Australian law and international treaty obligations recognize that a person’s capacity to access health services must not be compromised by reason of imprisonment and that all people have a basic right to health. In 1990, the United Nations adopted the Basic Principles for the Treatment of Prisoners, at its core is the “principle of equivalence” which ascertains that prison health services must be of the same quality and meet the same standards as those of the outside community. As such, as highlighted by the World Health Organisation and the Joint United Nations Program on HIV/AIDS, the higher the rates of injected drug use and associated risk behaviours becomes in prisons, the greater the urgency for the introduction of needle and syringe programs becomes.

The National Drug Strategy approaches drug policy from the position of harm minimalisation, including the reduction of demand, supply and harm. Yet the strategies employed in prisons are highly inconsistent with approaches to illicit drug use in the community. The rates of Hep C infection, transmission and the use of shared needles in correctional facilities also serve to highlight these inconsistencies with rates in the wider community.
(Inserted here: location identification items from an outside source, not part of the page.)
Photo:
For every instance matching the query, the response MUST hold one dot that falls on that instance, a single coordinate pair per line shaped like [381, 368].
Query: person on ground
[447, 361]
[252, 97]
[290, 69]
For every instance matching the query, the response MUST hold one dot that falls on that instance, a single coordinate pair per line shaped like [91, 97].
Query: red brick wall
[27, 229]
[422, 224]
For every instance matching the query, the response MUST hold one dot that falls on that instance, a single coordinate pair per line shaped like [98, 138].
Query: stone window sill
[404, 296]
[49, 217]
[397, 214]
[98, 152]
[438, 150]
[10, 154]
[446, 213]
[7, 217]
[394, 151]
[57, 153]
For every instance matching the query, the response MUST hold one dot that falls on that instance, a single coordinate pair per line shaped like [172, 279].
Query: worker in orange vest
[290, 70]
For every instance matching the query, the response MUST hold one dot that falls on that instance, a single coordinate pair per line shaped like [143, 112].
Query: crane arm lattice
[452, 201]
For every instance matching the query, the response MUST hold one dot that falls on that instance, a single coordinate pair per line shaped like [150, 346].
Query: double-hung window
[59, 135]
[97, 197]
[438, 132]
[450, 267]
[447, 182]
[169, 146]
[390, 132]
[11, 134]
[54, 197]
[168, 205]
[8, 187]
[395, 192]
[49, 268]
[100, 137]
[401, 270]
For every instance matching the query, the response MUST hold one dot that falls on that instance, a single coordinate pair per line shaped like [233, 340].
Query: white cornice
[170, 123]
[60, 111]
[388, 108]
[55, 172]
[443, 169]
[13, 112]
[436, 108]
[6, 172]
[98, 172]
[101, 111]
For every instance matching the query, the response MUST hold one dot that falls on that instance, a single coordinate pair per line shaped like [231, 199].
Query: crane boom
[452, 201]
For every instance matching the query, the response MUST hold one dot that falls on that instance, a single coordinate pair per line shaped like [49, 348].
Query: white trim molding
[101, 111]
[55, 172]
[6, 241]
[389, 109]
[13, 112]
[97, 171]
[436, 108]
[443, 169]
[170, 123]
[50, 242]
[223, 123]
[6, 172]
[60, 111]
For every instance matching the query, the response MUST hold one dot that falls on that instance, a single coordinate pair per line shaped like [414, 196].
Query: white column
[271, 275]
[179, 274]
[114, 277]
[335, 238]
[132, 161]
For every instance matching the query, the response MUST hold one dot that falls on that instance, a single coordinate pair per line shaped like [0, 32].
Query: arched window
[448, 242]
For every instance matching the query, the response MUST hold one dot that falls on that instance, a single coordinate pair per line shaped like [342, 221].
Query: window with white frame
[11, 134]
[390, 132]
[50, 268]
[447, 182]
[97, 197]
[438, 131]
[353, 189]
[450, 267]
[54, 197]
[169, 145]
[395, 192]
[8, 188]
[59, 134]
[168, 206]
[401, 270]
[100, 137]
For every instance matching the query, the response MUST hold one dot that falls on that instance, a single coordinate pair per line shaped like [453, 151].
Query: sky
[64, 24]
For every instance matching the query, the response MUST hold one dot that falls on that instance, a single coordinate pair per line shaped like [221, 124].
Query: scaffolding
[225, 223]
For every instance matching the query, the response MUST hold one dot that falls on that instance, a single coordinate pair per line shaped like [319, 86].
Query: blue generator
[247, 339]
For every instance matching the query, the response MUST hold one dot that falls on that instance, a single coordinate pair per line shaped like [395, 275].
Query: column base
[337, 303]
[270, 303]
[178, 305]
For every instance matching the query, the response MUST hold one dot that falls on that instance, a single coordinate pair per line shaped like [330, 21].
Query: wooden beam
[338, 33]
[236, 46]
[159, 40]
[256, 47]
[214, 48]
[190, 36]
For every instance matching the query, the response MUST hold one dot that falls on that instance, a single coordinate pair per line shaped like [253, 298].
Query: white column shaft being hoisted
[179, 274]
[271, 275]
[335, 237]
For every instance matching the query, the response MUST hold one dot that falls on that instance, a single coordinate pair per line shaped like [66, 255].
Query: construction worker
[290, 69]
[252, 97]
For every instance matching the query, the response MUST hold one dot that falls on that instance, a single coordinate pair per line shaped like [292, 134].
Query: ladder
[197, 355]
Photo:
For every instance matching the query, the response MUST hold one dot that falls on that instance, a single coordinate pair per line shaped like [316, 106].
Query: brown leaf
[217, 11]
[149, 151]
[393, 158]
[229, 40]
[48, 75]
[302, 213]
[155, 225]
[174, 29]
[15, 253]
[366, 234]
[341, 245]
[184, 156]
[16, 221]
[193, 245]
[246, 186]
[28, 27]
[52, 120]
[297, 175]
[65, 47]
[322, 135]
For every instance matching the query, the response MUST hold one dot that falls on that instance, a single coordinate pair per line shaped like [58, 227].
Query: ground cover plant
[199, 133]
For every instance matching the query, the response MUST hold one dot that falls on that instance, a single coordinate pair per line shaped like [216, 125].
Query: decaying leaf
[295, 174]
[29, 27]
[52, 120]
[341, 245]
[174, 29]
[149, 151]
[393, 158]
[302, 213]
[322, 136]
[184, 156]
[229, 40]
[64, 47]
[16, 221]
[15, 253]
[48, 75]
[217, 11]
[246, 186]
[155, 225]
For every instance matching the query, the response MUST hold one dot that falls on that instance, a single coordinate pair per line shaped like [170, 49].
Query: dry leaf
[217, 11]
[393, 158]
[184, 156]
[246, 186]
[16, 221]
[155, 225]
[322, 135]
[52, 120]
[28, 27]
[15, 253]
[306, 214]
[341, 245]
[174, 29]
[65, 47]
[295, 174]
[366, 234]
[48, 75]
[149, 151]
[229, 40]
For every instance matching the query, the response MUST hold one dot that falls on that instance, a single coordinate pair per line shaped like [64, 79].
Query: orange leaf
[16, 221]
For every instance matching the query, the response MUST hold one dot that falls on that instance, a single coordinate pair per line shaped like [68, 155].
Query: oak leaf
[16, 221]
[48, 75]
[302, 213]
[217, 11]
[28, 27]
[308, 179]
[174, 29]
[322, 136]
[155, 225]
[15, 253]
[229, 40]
Prisoners have highlighted the need for the introduction of a NSP to Justice Action for decades as they would prefer to avoid infection rather than undertake expensive post-infection treatment strategies and should have the right to control their own health care. None of the goals of the NDS or the right to adequate healthcare should be lost because a person is incarcerated.

Many countries have established a variety of carefully controlled programs that allow prisoners who inject drugs to access sterile needles. First established in Switzerland in 1992, NSPs have been established in more than 50 prisons in 12 countries in Europe and Central Asia including:

– Spain
– Portugal
– Germany
– Moldova
– Kyrgyzstan
– Belarus
– Luxemburg

NSPs have also gained great support in Canada and Greece.